Date: December 08, 2023 at 18:04:22
From: akira, [DNS_Address]
Subject: A Google DeepMind AI Just Discovered 380,000 New Materials

URL: https://singularityhub.com/2023/11/30/a-google-deepmind-ai-just-discovered-380000-new-materials-this-robot-is-cooking-them-up/#:~:text=Using%20a%20popular%20machine%20learning,currently%20know%2C%20the%20authors%20wrote


A Google DeepMind AI Just Discovered 380,000 New Materials. This Robot
Is Cooking Them Up.

Shelly Fan
November 30, 2023

A robot chemist just teamed up with an AI brain to create a trove of new
materials.

Two collaborative studies from Google DeepMind and the University of
California, Berkeley, describe a system that predicts the properties of new
materials—including those potentially useful in batteries and solar cells—and
produces them with a robotic arm.

We take everyday materials for granted: plastic cups for a holiday feast,
components in our smartphones, or synthetic fibers in jackets that keep us
warm when chilly winds strike.

Scientists have painstakingly discovered roughly 20,000 different types of
materials that let us build anything from computer chips to puffy coats and
airplane wings. Tens of thousands more potentially useful materials are in the
works. Yet we’ve only scratched the surface.

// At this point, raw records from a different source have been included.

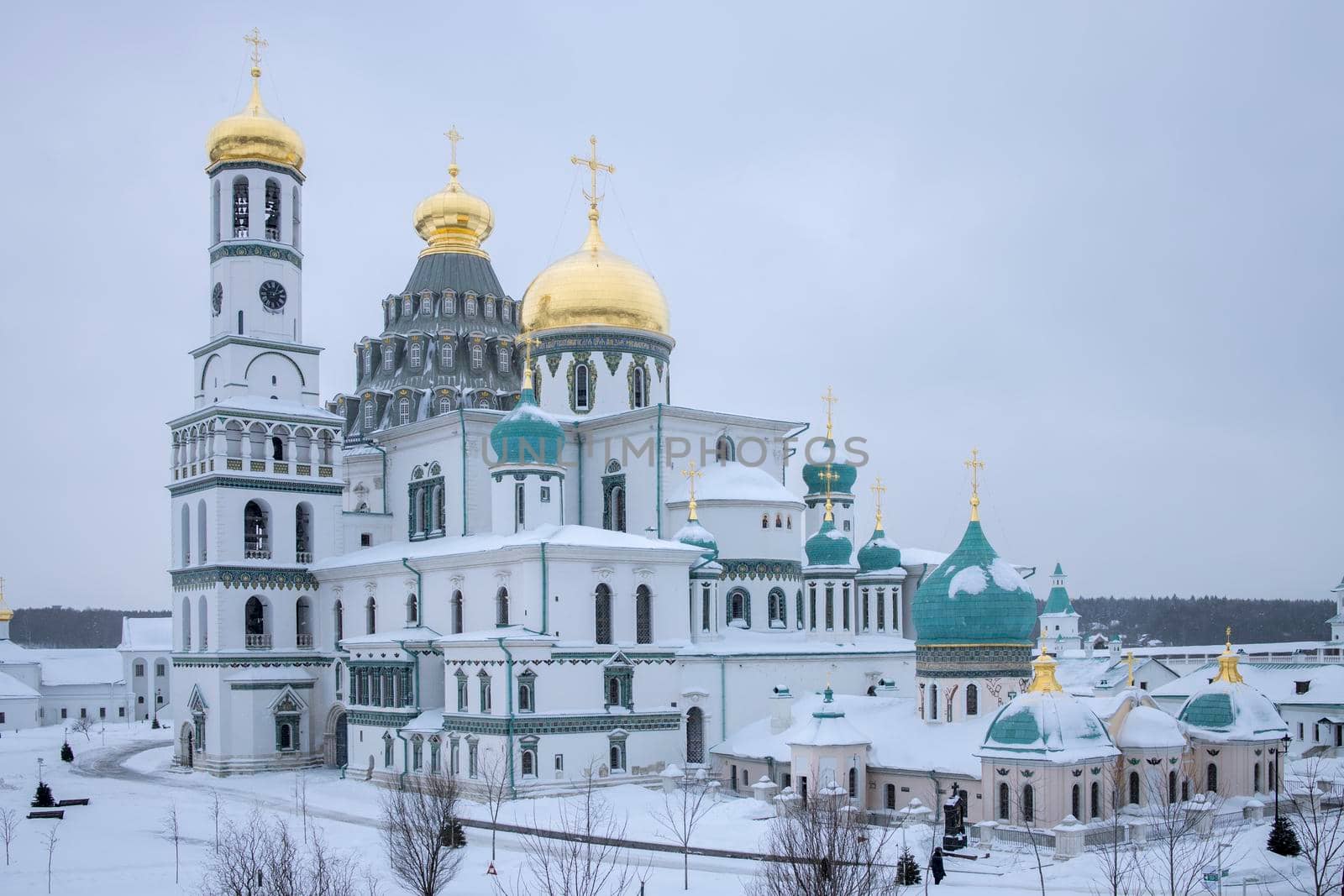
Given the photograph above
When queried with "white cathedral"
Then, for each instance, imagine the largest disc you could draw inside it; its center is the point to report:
(507, 540)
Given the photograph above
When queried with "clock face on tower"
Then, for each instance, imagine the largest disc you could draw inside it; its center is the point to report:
(272, 295)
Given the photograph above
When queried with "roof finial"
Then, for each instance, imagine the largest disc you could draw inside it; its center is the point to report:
(831, 406)
(528, 342)
(691, 476)
(259, 43)
(974, 465)
(878, 490)
(593, 165)
(828, 476)
(454, 137)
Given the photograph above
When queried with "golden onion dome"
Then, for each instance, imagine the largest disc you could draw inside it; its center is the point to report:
(255, 134)
(454, 221)
(595, 288)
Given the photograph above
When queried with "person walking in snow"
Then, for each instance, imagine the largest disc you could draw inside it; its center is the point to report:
(936, 866)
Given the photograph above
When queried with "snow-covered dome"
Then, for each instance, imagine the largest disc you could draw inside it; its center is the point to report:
(1227, 708)
(1047, 723)
(1149, 728)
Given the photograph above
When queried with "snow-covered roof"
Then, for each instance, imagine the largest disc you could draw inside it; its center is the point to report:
(145, 633)
(13, 689)
(898, 738)
(732, 481)
(581, 537)
(101, 665)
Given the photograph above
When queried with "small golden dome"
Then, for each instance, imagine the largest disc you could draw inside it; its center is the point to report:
(595, 288)
(454, 221)
(255, 134)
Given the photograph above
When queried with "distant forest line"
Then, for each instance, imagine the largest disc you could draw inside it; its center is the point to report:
(1203, 620)
(1171, 620)
(71, 627)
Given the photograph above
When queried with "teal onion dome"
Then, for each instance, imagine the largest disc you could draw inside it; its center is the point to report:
(528, 434)
(828, 547)
(879, 553)
(974, 597)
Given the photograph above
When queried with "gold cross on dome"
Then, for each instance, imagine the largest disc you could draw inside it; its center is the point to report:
(974, 465)
(593, 165)
(878, 490)
(259, 43)
(831, 406)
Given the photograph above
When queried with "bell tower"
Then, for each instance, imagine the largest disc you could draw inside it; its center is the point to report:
(255, 476)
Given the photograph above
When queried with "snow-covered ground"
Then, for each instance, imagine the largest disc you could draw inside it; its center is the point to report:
(114, 846)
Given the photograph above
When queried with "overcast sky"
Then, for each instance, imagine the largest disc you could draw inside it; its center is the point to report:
(1102, 244)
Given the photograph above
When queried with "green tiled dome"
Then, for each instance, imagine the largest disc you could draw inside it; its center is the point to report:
(974, 597)
(828, 547)
(528, 434)
(879, 553)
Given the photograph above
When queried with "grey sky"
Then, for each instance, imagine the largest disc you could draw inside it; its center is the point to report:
(1100, 244)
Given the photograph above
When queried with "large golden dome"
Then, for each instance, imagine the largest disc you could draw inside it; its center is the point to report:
(454, 221)
(255, 134)
(595, 288)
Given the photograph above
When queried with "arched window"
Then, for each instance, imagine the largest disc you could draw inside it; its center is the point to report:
(638, 389)
(602, 613)
(723, 450)
(255, 531)
(272, 208)
(643, 616)
(239, 207)
(581, 387)
(696, 735)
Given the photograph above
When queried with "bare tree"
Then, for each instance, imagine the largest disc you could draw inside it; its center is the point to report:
(584, 853)
(418, 822)
(682, 813)
(826, 848)
(1182, 839)
(50, 837)
(171, 829)
(1117, 859)
(1319, 826)
(8, 829)
(492, 772)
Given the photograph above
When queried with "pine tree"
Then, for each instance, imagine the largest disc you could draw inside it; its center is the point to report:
(1283, 839)
(907, 869)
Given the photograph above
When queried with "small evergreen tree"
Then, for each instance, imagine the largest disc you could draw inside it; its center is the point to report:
(907, 869)
(1283, 839)
(44, 799)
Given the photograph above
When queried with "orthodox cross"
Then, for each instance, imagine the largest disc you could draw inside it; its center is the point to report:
(691, 476)
(593, 165)
(974, 465)
(257, 42)
(828, 476)
(454, 137)
(831, 406)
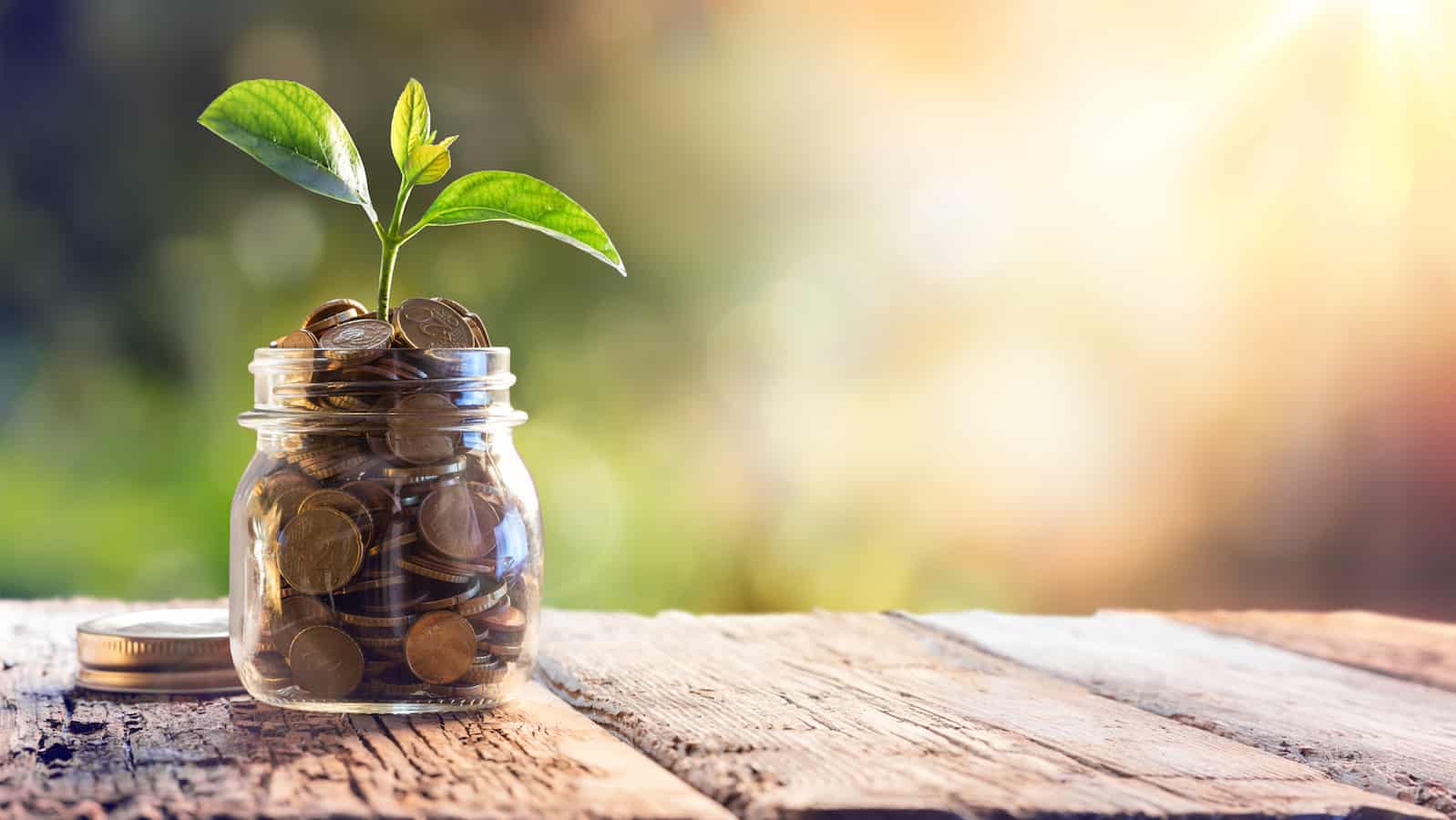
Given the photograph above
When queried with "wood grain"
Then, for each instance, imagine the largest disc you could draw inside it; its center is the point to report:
(73, 752)
(1402, 647)
(1359, 727)
(858, 715)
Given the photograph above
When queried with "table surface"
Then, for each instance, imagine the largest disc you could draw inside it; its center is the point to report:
(1198, 715)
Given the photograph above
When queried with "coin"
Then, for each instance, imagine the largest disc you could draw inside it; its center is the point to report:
(485, 669)
(299, 340)
(482, 338)
(510, 620)
(441, 564)
(424, 569)
(333, 308)
(504, 651)
(426, 472)
(465, 692)
(319, 551)
(440, 647)
(377, 620)
(453, 304)
(374, 584)
(335, 321)
(287, 503)
(343, 503)
(453, 599)
(484, 602)
(396, 682)
(358, 341)
(427, 323)
(326, 661)
(415, 436)
(297, 613)
(459, 523)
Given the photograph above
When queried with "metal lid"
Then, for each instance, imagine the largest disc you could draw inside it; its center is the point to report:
(159, 650)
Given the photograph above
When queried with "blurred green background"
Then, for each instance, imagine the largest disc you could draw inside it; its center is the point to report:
(937, 304)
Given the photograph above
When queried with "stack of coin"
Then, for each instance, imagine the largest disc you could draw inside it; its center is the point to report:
(392, 561)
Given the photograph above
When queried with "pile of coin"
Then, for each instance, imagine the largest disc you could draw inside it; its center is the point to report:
(389, 559)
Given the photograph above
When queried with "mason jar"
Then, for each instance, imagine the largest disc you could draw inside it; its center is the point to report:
(386, 540)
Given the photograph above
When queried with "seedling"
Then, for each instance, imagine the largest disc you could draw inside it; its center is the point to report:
(292, 130)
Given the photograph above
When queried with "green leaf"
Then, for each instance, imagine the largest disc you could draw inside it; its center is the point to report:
(292, 131)
(428, 163)
(501, 196)
(411, 124)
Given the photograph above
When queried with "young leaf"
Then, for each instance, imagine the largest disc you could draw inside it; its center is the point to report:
(428, 163)
(292, 131)
(411, 124)
(501, 196)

The Berkeley team developed a chef-like robot that mixes and heats
ingredients, automatically transforming recipes into materials. As a “taste
test,” the system, dubbed the A-Lab, analyzes the chemical properties of
each final product to see if it hits the mark.

Meanwhile, DeepMind’s AI dreamed up myriad recipes for the A-Lab chef to
cook. It’s a hefty list. Using a popular machine learning strategy, the AI found
two million chemical structures and 380,000 new stable materials—many
counter to human intuition. The work is an “order-of-magnitude” expansion
on the materials that we currently know, the authors wrote.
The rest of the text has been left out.